In the coming months and years, educators will grapple with how to most appropriately and effectively teach about recent events that illuminate the deep, troubling divisions in America and the history from which they emerged. As they engage with these events, many set against the backdrop of increasingly urgent calls for racial equity in America, teachers of all grade levels will need to elevate diverse perspectives and confront issues of race and injustice in age-appropriate ways.
To address this need to support K-12 teachers throughout the U.S., a team of faculty and students from the University of Virginia School of Education and Human Development, alongside practicing educators, have collaborated to launch a new online resource hub. Educating for Democracy offers a range of teaching tools, including developmentally appropriate lessons that interrogate issues of race, justice and human welfare in the U.S. by connecting the full story of the past with current events.
Johari Harris, a research assistant professor at the School of Education and Human Development helping lead this work, is quick to point out that this new initiative sits in a larger body of work focused on race and justice in the classroom.
Johari Harris, a research assistant professor at the School of Education and Human Development, is helping lead the Education for Democracy project. (Contributed photo)
“There are already a number of excellent and robust resources for teachers on how to teach about race in America,” she said. “We wanted to add to this rich body of work with resources that provide new insight into how these lessons can be most appropriately introduced at specific grade levels.
“Children understand justice in different ways at different ages. Research on child and adolescent development has informed our ability to zoom in on how they think about the world around them and the ways they conceptualize justice and fairness over time.”

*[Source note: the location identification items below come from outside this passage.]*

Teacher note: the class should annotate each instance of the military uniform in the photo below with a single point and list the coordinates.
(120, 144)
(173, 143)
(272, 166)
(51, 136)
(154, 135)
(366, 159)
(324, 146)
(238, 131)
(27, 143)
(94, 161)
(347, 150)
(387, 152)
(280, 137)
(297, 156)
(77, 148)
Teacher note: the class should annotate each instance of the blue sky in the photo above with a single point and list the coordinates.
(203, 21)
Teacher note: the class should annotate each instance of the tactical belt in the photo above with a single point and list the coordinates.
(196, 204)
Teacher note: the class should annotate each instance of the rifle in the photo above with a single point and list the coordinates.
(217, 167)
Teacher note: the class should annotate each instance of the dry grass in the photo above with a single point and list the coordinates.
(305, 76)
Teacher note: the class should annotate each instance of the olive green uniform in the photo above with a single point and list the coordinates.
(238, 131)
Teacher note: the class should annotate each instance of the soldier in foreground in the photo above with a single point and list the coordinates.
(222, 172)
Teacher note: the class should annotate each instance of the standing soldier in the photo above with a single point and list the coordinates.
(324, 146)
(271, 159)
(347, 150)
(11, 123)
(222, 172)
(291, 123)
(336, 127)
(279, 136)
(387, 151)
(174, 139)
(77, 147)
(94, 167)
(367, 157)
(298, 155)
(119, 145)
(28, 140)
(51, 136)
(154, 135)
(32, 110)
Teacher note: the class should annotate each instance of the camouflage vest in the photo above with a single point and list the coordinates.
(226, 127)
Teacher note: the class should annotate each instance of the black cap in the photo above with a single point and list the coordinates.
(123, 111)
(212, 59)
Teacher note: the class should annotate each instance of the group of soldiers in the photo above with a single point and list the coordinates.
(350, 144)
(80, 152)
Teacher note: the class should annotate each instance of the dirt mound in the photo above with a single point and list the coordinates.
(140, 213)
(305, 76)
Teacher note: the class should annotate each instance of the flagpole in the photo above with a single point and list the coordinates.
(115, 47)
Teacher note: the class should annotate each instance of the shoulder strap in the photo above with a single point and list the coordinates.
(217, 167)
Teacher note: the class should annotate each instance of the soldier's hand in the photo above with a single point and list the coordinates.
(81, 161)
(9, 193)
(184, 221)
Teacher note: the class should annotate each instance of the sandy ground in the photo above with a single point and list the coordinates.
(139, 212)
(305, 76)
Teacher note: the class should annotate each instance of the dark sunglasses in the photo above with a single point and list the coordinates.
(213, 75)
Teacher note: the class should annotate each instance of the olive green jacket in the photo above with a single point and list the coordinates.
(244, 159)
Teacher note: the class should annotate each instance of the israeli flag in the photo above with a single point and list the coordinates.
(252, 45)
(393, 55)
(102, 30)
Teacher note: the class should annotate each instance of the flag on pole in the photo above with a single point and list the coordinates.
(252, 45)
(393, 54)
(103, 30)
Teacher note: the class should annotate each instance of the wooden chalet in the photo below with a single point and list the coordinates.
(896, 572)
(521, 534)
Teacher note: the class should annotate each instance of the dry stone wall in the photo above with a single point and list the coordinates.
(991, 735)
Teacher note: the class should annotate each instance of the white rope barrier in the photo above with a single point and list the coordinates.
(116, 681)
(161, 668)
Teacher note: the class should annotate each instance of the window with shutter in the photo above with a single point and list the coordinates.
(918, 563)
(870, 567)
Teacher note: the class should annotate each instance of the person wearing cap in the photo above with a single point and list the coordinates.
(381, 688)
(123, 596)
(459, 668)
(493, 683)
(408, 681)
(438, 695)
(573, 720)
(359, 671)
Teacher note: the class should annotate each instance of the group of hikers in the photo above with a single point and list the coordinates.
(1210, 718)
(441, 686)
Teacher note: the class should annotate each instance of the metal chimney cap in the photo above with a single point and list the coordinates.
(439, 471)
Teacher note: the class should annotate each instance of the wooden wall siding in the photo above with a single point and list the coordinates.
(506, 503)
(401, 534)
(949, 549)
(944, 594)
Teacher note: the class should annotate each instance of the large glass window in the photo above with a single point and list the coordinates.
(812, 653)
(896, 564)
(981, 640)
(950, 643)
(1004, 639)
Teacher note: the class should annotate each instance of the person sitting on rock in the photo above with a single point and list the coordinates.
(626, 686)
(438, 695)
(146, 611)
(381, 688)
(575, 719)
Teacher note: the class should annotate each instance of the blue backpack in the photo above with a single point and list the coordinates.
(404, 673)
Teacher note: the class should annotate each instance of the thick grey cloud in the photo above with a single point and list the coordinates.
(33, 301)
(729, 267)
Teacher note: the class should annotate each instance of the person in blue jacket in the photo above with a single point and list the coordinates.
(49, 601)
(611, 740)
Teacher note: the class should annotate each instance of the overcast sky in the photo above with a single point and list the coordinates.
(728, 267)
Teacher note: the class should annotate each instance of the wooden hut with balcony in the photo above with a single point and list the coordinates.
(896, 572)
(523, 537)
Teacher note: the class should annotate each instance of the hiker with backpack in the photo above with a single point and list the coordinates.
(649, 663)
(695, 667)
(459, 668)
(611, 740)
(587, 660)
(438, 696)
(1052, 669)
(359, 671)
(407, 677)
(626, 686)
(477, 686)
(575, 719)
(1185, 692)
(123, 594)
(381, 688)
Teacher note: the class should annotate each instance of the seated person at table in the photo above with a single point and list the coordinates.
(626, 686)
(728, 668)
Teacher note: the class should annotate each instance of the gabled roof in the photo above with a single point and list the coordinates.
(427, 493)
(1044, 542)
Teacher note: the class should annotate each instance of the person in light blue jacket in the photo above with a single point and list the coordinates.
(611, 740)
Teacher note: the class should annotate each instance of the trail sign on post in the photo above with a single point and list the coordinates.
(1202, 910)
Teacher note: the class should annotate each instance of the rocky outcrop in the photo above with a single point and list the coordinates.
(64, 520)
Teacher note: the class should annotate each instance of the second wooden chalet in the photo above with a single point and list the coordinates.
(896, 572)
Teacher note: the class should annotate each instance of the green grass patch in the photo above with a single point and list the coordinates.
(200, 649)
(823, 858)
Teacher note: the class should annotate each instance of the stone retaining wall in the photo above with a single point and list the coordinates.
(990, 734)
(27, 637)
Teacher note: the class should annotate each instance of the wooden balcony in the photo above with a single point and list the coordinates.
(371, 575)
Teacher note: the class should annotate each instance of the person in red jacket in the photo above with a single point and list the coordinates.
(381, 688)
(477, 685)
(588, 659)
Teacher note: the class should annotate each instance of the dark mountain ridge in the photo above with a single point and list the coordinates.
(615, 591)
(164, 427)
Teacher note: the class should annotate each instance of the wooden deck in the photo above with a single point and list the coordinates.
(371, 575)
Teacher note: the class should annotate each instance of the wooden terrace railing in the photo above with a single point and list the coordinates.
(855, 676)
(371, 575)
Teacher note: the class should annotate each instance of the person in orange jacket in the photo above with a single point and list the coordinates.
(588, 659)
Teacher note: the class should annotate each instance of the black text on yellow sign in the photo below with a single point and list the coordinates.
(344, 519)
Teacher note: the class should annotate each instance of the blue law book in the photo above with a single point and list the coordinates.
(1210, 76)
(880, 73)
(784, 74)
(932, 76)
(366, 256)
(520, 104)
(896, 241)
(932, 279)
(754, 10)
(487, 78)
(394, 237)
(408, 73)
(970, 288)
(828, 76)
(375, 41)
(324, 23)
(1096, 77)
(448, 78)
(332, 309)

The focus on developmental alignment is a unique feature of this project and is the structure for all of the resources on the site, allowing educators to identify lessons and units of lessons most appropriate for the grade they teach.
“Educating for Democracy is a critical resource that will help to meet all students where they are and to give them the tools to learn about their past in order to stand up for democracy and democratic values in our present,” John Hobson, social studies facilitator for Albemarle County Public Schools, said.
Kindergarten and Elementary School
Imagine a kindergarten class standing in a single-file line as they walk down the hall of their elementary school. According to Harris, young elementary students are able to differentiate that the teacher’s rule asking them to stand in line is different from the rule asking that they not hit their classmate.
“At a very young age, a child can differentiate between rules that reduce harm to one another from those that are used to create an organized environment,” Harris said. “However, they are not yet able to understand how those rules expand beyond one person at a time. For example, they cannot yet appreciate the ways rules impact a community or entire society.”
The resources on the website were created for elementary schools with this in mind. They use fiction and non-fiction stories to examine the thoughts and feelings of those who have been marginalized because of their racial-ethnic identity. Accompanying lesson goals focus on developing students’ abilities to understand different perspectives. According to Harris, encouraging children to look at multiple perspectives supports students’ empathy development.